À la lisière de Dakar, dans la commune de Thiaroye, repose un morceau méconnu de l’histoire du Sénégal et de l’Afrique. C’est là que les corps des tirailleurs sénégalais, massacrés en décembre 1944, sont inhumés, victimes d’une répression brutale pour avoir réclamé leur dû, après leur service dans l’armée française. Près de 80 ans plus tard, le cimetière de Thiaroye reste un lieu de mémoire silencieux, porteur d’une charge historique et émotionnelle immense.
Le massacre de Thiaroye est l’un des épisodes les plus sombres des relations franco-sénégalaises sous l’ère coloniale. Le 1er décembre 1944, environ 300 Tirailleurs sénégalais démobilisés, revenus des champs de bataille européens, sont attaqués par des soldats de l’armée coloniale. Ils réclamaient leurs indemnités, mais leur protestation a été réprimée dans le sang. Le nombre exact de victimes reste controversé ; certains historiens évoquent une quarantaine de morts, d’autres beaucoup plus.
Ces hommes qui avaient combattu pour libérer la France occupée par les nazis, furent trahis par ceux qu’ils avaient défendus. « Thiaroye est un symbole de la lutte pour la dignité et la justice », affirme un historien sénégalais spécialiste de la question.
Le cimetière militaire de Thiaroye est sobre. Des stèles alignées marquent l’emplacement des tombes, mais pour beaucoup, ce lieu est méconnu même au Sénégal. De nombreux Sénégalais le dépassent tous les jours, juste après l’arrêt appelé Poste Thiaroye, sans soupçonner son existence. À l’intérieur du cimetière, les herbes côtoient des stèles qui, bien qu’entretenues de manière ponctuelle, témoignent d’un souvenir parfois négligé.
Au cœur du cimetière, une grande stèle commémorative rend hommage aux « tirailleurs tombés pour la France ». Mais pour certains, ce mémorial reste insuffisant. Des voix s’élèvent pour demander un effort plus conséquent de préservation et un travail éducatif auprès des jeunes générations.

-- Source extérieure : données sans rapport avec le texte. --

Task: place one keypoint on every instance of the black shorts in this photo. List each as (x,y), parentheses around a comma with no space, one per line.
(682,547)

Abdoulaye Sarr habite Thiaroye. Son grand-père faisait partie des tirailleurs. « Mon grand-père a survécu, mais il n’a jamais cessé de parler de ses camarades tombés ici. Il disait toujours que leur sacrifice ne devait jamais être oublié », confie-t-il. D’autres expriment leur frustration face au manque de reconnaissance officielle. « On en parle souvent dans les commémorations, mais est-ce que la France ou même le Sénégal font assez pour honorer ces hommes ? », s’interroge un professeur d’histoire du lycée local.
Le cimetière de Thiaroye est bien plus pourtant qu’un lieu de repos pour les victimes de 1944. C’est un site de mémoire, un appel à la justice et un rappel que l’histoire, aussi douloureuse soit-elle, doit raconter. Thiaroye reste un symbole puissant de dignité, de lutte et de mémoire.

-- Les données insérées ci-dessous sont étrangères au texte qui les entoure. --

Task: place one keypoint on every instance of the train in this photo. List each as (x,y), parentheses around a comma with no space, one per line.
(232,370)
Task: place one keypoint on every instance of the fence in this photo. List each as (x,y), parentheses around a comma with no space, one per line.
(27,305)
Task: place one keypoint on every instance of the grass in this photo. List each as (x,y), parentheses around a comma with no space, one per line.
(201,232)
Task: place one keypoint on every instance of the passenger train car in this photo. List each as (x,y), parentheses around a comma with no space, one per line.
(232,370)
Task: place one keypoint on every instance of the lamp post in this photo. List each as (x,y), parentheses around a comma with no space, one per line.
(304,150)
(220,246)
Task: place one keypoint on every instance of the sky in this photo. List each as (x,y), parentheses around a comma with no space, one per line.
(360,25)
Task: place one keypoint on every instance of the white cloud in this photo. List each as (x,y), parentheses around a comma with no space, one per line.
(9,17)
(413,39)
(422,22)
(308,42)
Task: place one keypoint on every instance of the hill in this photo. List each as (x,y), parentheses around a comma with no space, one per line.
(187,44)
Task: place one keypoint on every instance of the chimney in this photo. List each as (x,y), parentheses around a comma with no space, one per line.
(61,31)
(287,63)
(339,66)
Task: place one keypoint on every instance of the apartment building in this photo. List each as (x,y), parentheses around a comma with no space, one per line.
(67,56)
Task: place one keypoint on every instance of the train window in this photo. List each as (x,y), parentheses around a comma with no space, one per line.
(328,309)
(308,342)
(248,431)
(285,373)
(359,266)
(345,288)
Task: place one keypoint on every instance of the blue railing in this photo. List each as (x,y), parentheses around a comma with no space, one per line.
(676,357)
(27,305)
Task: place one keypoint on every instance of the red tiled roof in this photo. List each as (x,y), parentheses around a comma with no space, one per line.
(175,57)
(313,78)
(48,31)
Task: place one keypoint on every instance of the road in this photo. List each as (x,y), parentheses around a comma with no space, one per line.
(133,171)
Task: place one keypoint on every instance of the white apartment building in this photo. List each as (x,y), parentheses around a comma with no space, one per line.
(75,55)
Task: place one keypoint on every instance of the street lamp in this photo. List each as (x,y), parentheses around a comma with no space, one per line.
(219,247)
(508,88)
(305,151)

Le massacre de Thiaroye a longtemps été passé sous silence, en particulier en France où ce chapitre de l’histoire coloniale reste délicat. Ce n’est qu’en 2004, à l’occasion du 60e anniversaire, qu’un hommage officiel est rendu par l’État français. Depuis, des initiatives ont vu le jour pour inscrire cet événement dans les programmes scolaires, mais elles tardent à se concrétiser.
Au Sénégal, le 1er décembre est désormais une journée de mémoire, mais les familles des victimes réclament toujours justice et réparation. Pour beaucoup, le cimetière de Thiaroye est un rappel douloureux des injustices coloniales et des sacrifices oubliés.
Au-delà du cimetière, le massacre de Thiaroye soulève des questions sur la mémoire collective et la justice historique. Comment transmettre cette histoire aux générations futures ? Quelles leçons tirer pour mieux reconnaître les sacrifices des soldats africains ? Nécessité de transmettre la mémoire. Mais aussi la réhabiliter.
Dans les rues de Thiaroye, un jeune étudiant confie : « Si nous ne racontons pas notre histoire, qui le fera ? ». Les autorités et populations ont également le devoir de raviver ce souvenir et d’inviter chacun à méditer sur le sens du sacrifice et de la reconnaissance.